Very slow roasted shoulder of lamb with merguez spices

Food & drink
Very slow roasted shoulder of lamb with merguez spices

A shoulder of lamb is a hefty cut, but it’s cheap and it goes a long way.

This method leaves the lamb falling apart, tender from the best part of a day in the oven.

It’s very satisfying and relaxing to know that something great is happening in your oven at home whilst you’re out doing mundane things.  My mind often wanders towards the slow cooker or low oven at home when I’m trapped in dull meetings at work, talking round and round in circles yet again.  They can keep their little empires and office politics – I’ll have my roast lamb instead.

Toast a teaspoon each of cumin, coriander and fennel seeds together in a dry frying pan with a teaspoon of black peppercorns and half a stick of cinnamon until they start to take on some colour and smell exotic.  Grind the spices to a rough powder in a pestle and mortar or old coffee grinder.

Add a good pinch of cayenne pepper, two teaspoons of smoked paprika, two teaspoons of salt, two finely chopped cloves of garlic and the finely chopped leaves from couple of large sprigs of rosemary.  Mix together well.

Add enough olive oil to the spices to create a sticky but loose paste.

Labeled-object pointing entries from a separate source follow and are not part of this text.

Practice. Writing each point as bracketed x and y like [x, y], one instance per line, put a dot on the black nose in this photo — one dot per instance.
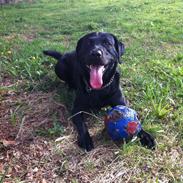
[96, 53]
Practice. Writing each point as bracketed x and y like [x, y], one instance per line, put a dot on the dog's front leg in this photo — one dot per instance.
[84, 139]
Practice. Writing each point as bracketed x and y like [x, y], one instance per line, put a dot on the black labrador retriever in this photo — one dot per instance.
[91, 70]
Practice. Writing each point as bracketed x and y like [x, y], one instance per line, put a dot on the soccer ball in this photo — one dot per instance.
[122, 123]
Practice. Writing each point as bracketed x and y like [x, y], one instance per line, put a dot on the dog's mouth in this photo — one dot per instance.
[96, 75]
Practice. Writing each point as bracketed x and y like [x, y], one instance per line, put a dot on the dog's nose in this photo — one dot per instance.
[96, 53]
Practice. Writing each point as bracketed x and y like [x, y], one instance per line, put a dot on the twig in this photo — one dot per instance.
[20, 129]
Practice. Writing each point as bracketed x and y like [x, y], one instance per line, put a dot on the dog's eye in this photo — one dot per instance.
[107, 43]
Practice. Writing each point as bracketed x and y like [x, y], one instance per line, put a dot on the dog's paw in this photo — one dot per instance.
[147, 140]
[85, 142]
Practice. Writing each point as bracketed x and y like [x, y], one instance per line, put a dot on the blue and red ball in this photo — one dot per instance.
[122, 123]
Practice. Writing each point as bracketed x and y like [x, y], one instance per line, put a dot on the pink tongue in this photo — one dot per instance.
[96, 73]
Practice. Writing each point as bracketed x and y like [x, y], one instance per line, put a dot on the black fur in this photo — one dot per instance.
[93, 50]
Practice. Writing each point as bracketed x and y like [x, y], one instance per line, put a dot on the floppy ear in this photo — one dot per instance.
[120, 48]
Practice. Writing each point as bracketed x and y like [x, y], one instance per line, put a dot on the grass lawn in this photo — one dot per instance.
[37, 141]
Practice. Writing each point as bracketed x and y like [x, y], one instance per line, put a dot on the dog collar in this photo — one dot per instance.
[89, 89]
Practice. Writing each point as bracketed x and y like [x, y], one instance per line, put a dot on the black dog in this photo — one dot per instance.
[91, 71]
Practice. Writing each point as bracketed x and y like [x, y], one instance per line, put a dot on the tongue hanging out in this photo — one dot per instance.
[96, 73]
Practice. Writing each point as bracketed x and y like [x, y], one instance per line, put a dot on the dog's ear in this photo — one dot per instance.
[79, 44]
[120, 47]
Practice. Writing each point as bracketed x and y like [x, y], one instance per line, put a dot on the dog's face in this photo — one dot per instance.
[98, 54]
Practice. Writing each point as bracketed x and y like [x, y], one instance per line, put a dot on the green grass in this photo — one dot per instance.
[152, 72]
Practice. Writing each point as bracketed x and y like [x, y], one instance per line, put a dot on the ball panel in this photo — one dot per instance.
[122, 123]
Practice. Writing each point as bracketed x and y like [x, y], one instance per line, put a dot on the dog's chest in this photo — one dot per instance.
[97, 100]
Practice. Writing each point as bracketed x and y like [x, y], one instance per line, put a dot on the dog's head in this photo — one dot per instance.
[98, 54]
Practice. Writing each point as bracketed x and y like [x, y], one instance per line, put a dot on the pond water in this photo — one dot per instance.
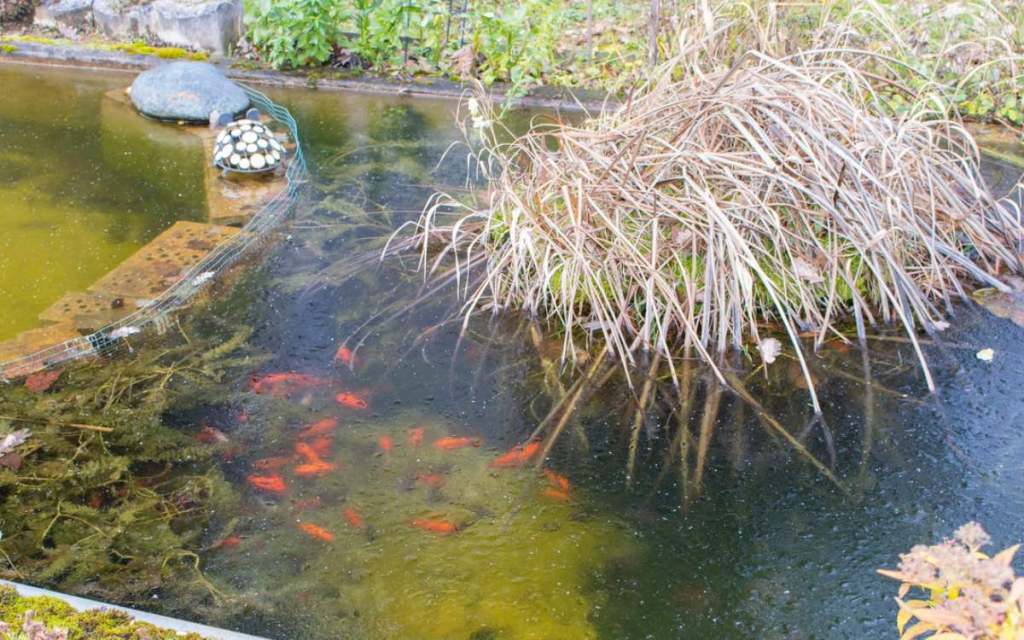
[83, 185]
[376, 495]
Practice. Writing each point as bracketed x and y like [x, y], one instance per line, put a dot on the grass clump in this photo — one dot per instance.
[720, 202]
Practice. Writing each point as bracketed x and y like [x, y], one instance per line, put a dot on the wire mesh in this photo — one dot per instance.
[157, 313]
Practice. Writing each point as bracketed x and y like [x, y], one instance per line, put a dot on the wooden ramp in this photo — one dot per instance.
[132, 284]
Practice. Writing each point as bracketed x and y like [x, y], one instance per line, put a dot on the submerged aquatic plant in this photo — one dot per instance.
[718, 203]
[971, 596]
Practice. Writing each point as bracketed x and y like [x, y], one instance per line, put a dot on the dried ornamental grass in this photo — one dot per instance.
[707, 209]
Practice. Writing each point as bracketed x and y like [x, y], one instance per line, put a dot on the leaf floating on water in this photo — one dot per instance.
[13, 439]
[769, 349]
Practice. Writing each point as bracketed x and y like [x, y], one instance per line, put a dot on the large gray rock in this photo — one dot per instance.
[211, 25]
[186, 91]
[76, 14]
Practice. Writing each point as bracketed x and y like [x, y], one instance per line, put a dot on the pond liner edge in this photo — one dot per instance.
[173, 624]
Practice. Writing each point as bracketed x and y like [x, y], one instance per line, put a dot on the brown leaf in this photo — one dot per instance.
[39, 382]
[12, 461]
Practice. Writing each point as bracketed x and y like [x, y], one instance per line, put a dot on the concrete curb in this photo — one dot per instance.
[180, 626]
[75, 55]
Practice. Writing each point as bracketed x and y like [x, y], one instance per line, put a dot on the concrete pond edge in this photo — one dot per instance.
[84, 56]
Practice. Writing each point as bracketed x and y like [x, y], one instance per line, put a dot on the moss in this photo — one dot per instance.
[95, 625]
[30, 39]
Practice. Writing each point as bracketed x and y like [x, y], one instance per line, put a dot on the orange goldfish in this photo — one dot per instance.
[285, 384]
[435, 525]
[308, 504]
[352, 399]
[452, 442]
[315, 531]
[270, 483]
[416, 436]
[555, 494]
[314, 465]
[230, 542]
[321, 427]
[433, 480]
[323, 445]
[210, 435]
[517, 456]
[353, 518]
[345, 355]
[557, 480]
[272, 464]
[313, 468]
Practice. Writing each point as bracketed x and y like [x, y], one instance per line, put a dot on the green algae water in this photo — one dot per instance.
[307, 459]
[83, 184]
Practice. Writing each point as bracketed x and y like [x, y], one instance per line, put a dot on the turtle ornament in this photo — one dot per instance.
[247, 146]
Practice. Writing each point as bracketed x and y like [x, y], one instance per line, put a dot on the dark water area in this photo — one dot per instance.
[699, 518]
[83, 184]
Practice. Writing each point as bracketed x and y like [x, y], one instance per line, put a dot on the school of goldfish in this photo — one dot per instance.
[312, 455]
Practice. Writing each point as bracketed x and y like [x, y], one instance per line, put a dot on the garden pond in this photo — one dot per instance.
[320, 452]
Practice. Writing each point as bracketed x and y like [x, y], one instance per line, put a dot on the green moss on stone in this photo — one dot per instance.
[94, 624]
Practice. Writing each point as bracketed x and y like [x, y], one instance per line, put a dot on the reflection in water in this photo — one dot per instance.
[664, 513]
[84, 183]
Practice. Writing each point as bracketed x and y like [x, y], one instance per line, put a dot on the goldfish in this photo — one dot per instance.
[433, 480]
[517, 456]
[272, 464]
[345, 355]
[353, 518]
[270, 483]
[416, 436]
[323, 445]
[285, 384]
[308, 504]
[314, 465]
[209, 434]
[557, 480]
[556, 494]
[315, 531]
[435, 525]
[452, 442]
[314, 468]
[321, 427]
[352, 399]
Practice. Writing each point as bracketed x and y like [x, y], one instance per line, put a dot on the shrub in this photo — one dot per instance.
[967, 594]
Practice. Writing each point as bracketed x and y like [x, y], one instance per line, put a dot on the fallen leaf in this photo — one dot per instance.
[769, 349]
[13, 439]
[806, 270]
[39, 382]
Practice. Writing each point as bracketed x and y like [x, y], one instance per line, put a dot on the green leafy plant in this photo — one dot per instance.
[296, 33]
[967, 595]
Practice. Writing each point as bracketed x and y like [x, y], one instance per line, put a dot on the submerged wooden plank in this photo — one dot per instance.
[161, 263]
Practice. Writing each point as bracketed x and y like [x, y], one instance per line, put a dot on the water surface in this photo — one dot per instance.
[84, 182]
[673, 526]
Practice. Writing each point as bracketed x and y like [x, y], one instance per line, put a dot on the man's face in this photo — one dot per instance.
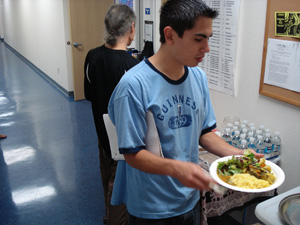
[191, 48]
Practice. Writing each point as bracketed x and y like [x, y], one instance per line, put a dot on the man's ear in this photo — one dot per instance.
[169, 32]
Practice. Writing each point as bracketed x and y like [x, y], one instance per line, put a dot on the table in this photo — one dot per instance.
[213, 204]
[267, 211]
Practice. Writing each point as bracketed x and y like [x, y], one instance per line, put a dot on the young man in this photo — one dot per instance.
[165, 190]
[104, 67]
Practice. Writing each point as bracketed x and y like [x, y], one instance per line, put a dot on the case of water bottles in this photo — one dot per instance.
[244, 135]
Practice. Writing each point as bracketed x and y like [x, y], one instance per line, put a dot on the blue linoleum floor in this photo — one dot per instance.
[49, 166]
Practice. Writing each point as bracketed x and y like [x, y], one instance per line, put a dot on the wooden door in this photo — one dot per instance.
[87, 29]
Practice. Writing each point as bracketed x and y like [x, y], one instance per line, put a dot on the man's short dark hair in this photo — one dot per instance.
[182, 14]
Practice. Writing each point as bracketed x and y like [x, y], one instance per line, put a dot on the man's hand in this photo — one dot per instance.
[191, 175]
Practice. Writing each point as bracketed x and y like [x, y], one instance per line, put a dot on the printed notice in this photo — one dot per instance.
[218, 64]
[283, 64]
[287, 24]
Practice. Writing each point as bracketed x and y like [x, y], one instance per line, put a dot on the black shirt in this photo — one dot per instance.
[103, 69]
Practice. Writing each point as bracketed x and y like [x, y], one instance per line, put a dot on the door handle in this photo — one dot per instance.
[75, 44]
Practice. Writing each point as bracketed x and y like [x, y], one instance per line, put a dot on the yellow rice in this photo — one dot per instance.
[247, 181]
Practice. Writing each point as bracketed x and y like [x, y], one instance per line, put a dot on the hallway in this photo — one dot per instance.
[49, 166]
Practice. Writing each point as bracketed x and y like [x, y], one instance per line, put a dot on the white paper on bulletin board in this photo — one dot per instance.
[283, 64]
[218, 64]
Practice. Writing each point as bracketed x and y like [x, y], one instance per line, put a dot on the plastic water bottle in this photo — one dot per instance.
[276, 144]
[252, 128]
[242, 127]
[246, 123]
[251, 143]
[245, 131]
[260, 147]
[236, 138]
[235, 128]
[230, 126]
[262, 130]
[243, 144]
[250, 135]
[257, 133]
[268, 146]
[227, 135]
[237, 124]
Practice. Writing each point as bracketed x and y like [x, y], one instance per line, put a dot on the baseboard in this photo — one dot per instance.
[40, 72]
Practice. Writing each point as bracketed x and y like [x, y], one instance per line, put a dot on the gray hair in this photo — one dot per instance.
[118, 22]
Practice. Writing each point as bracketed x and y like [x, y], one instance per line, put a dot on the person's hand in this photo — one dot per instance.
[257, 155]
[191, 175]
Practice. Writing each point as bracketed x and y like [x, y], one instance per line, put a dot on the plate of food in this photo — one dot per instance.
[246, 174]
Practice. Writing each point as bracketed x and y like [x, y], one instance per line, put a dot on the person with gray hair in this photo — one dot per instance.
[104, 66]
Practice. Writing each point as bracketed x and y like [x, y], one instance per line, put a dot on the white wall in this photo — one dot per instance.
[36, 29]
[249, 104]
[1, 20]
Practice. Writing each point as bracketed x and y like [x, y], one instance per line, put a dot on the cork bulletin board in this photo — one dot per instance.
[279, 93]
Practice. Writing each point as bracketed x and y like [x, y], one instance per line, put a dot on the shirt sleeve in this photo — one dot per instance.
[210, 118]
[126, 112]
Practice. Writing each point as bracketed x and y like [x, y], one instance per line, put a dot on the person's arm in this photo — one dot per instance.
[216, 145]
[188, 173]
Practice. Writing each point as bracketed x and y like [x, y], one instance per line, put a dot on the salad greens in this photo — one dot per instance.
[240, 164]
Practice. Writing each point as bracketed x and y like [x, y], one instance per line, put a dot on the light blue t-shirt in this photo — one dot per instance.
[182, 112]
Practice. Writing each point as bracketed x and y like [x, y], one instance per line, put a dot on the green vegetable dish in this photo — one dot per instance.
[246, 171]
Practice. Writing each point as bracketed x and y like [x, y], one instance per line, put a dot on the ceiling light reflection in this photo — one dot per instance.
[6, 114]
[6, 124]
[3, 100]
[18, 155]
[33, 194]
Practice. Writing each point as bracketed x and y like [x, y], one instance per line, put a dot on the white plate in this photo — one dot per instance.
[276, 170]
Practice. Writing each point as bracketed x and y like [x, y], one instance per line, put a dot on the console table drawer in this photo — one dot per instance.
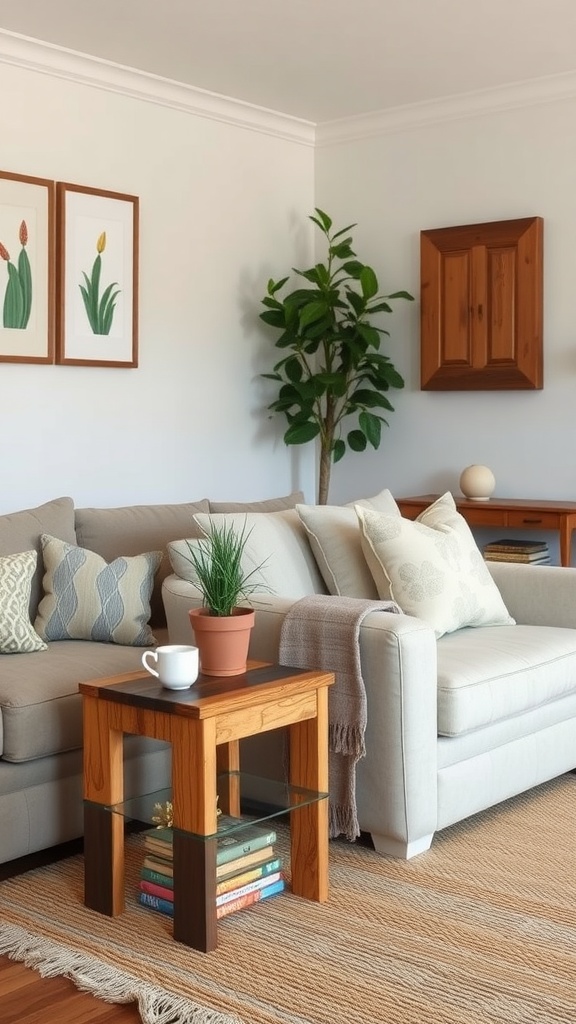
[538, 520]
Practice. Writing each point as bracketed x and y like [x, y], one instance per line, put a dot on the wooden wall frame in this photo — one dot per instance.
[27, 268]
[482, 310]
[97, 279]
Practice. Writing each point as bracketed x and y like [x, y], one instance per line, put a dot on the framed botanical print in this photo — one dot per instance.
[97, 276]
[27, 268]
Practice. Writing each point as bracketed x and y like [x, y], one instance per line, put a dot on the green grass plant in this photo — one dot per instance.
[216, 560]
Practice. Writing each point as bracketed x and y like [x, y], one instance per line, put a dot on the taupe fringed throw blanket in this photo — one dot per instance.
[322, 632]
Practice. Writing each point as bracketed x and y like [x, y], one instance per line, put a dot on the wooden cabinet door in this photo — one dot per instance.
[481, 291]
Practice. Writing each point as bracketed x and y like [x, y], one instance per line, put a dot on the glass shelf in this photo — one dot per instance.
[260, 800]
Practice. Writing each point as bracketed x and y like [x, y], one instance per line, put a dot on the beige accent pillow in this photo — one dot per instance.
[334, 538]
[432, 567]
[17, 635]
[87, 598]
[277, 539]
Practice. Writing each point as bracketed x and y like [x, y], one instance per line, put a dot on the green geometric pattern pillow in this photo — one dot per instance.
[87, 598]
[16, 633]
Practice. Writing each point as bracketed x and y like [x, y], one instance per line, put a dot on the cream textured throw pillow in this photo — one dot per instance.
[334, 538]
[17, 635]
[432, 567]
[87, 598]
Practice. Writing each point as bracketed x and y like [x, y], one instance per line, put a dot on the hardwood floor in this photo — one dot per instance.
[28, 998]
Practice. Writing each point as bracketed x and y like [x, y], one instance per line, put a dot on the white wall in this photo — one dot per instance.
[493, 166]
[222, 208]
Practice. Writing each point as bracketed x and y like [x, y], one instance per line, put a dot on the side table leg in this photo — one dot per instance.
[104, 832]
[309, 825]
[194, 798]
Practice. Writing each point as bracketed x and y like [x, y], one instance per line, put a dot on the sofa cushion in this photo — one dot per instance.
[17, 635]
[268, 505]
[277, 542]
[490, 675]
[133, 528]
[87, 598]
[432, 567]
[22, 531]
[41, 710]
[334, 538]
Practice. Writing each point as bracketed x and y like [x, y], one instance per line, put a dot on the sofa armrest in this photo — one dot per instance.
[537, 595]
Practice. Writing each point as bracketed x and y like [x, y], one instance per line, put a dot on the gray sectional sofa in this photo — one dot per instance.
[40, 707]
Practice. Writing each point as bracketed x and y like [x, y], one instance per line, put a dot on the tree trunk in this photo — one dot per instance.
[324, 475]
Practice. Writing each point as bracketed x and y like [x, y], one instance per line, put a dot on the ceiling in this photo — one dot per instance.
[316, 59]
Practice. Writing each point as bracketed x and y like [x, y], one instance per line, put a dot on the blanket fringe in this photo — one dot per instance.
[346, 738]
[51, 960]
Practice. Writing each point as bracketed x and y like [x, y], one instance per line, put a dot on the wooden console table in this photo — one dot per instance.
[520, 513]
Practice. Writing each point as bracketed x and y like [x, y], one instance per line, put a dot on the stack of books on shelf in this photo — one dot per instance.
[247, 868]
[530, 552]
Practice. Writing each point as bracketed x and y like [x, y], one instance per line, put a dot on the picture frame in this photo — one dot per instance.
[97, 276]
[27, 268]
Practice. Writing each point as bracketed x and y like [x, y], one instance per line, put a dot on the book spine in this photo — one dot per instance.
[165, 892]
[151, 875]
[164, 905]
[248, 888]
[249, 898]
[243, 878]
[229, 849]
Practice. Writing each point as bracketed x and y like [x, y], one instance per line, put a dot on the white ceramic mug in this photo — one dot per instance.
[176, 666]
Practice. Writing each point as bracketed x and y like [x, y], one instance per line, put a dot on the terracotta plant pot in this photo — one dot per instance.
[222, 641]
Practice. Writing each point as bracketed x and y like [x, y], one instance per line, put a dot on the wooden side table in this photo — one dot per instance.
[519, 513]
[204, 725]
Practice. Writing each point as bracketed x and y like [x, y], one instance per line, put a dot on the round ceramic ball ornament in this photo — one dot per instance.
[478, 482]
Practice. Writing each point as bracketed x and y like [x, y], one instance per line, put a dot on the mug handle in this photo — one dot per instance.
[150, 653]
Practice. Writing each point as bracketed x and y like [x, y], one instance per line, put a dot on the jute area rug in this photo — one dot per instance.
[481, 929]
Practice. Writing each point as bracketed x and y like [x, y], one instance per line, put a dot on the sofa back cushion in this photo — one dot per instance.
[277, 542]
[22, 531]
[268, 505]
[134, 529]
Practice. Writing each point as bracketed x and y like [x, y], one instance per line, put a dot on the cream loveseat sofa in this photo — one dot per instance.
[40, 707]
[456, 722]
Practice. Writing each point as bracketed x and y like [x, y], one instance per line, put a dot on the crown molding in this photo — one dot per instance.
[46, 58]
[520, 94]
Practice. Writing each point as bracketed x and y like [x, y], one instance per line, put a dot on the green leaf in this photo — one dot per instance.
[275, 286]
[357, 440]
[372, 427]
[342, 250]
[312, 312]
[301, 433]
[368, 283]
[379, 307]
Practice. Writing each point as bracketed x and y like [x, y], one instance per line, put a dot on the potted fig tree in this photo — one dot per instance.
[222, 626]
[333, 380]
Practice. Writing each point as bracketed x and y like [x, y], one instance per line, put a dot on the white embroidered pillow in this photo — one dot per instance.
[334, 538]
[432, 567]
[17, 635]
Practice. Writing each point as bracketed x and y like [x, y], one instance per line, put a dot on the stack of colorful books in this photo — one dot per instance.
[247, 867]
[530, 552]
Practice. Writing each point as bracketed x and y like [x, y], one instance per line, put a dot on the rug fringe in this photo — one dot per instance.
[51, 960]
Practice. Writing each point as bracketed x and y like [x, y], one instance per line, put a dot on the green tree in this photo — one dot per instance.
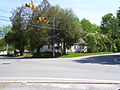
[109, 26]
[38, 33]
[16, 36]
[67, 27]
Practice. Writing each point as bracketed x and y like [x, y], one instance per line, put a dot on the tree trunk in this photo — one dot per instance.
[64, 48]
[38, 52]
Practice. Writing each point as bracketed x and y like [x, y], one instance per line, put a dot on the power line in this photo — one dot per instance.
[3, 16]
[5, 20]
[4, 11]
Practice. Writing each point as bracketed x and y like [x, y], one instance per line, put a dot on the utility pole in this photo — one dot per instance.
[53, 37]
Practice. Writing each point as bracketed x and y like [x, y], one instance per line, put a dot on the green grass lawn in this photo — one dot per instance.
[69, 55]
[72, 54]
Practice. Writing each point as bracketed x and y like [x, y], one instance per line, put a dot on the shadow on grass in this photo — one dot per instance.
[105, 60]
[41, 55]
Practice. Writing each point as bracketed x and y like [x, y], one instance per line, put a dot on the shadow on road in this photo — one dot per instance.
[108, 59]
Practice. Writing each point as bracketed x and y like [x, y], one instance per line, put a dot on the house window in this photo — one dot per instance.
[48, 46]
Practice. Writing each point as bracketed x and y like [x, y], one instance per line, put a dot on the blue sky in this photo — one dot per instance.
[92, 10]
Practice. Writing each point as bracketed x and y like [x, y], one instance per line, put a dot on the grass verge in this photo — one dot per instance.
[71, 54]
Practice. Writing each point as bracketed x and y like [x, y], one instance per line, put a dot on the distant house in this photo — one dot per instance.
[77, 47]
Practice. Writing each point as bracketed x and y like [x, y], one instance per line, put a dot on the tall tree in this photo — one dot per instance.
[17, 35]
[109, 25]
[38, 33]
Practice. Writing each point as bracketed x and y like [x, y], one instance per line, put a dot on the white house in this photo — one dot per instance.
[77, 47]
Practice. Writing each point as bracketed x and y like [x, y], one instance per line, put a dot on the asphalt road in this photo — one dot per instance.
[97, 69]
[94, 68]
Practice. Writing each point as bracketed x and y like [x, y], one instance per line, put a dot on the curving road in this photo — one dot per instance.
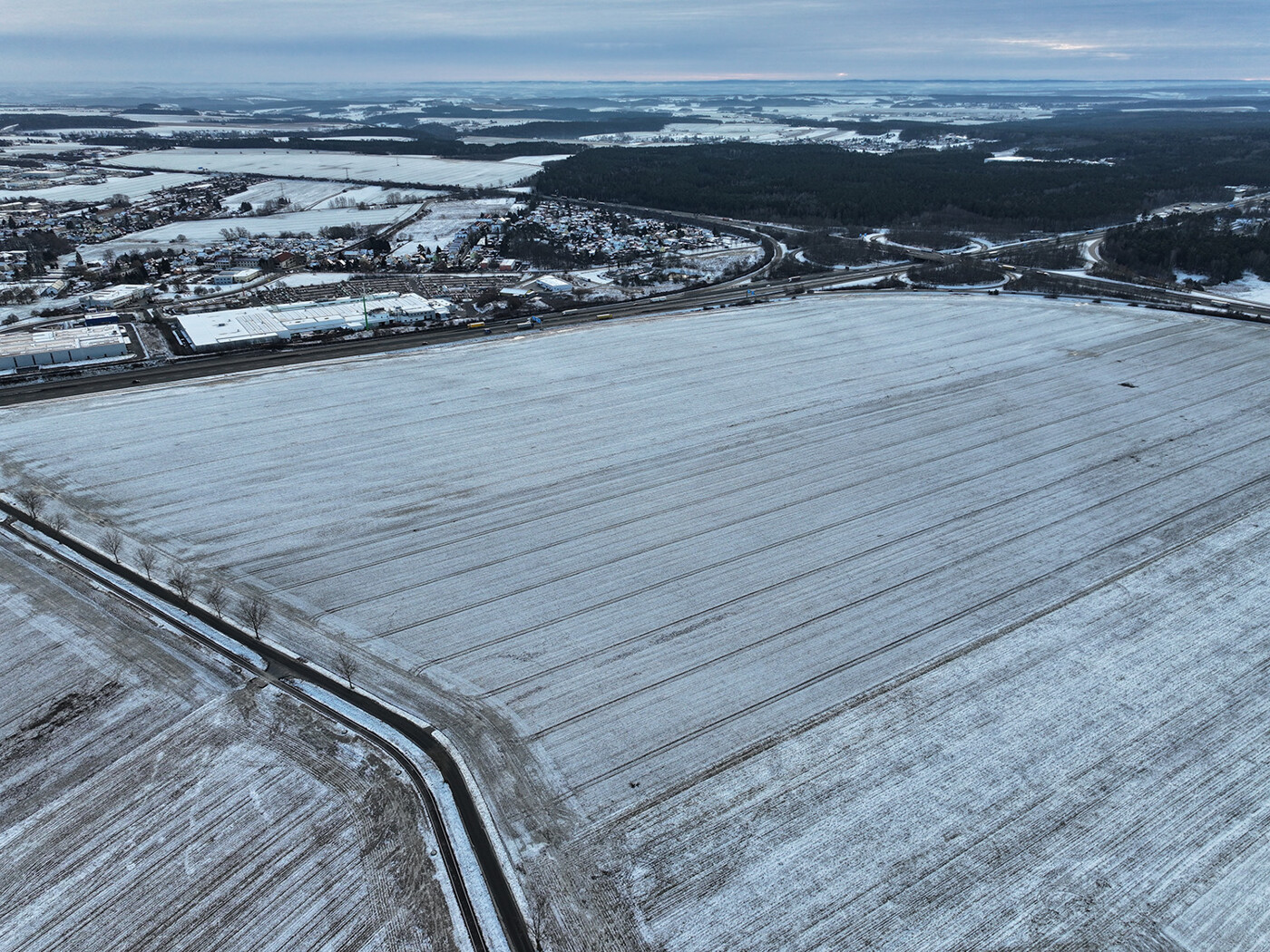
[281, 666]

The spices add a pungent North African feel to the meat.  These are the same spices used in the Muergez sausage, popular in Libya, Tunisia and Algeria, although I’d hazard a guess that the proportion of cayenne is a lot larger in North Africa than here.

Next, prepare the lamb.  With a sharp knife, score the skin of the lamb in a diamond pattern, cutting no more than a couple of millimetres into the flesh.  Rub half of the spice paste into the meat, massaging it in well.

Roast the joint for half an hour at 220C, then use a spoon to spread the rest of the spice mix over the top of the meat.  Add a glass of water to the roasting tray to get the juices going, and cover the tray with foil.

The initial hot half hour just gets the cooking going and gives the meat some colour.  It’s an essential part of the HFW theory of meat roasting.

Turn the heat right down to 120C and leave to cook for at least six whole hours.

Very slow roasted shoulder of lamb with merguez spices

After this time, the meat should be falling off the bone, so just tear it into chunks.  Lamb shoulder is a joint that can’t really be carved with any elegance, so just hack away.

The lamb will be tender and delicious, warm and quite irresistible.

The pan juices are spicey and hot, and should be served poured over the meat.  Eat with something green – cabbage, broccoli, that sort of thing, and some roasted squash or potatoes.  This lamb is also superb stuffed into a pita bread with some salad.

This recipe is from Hugh Fearnley-Whittingstall’s River Cottage Everyday.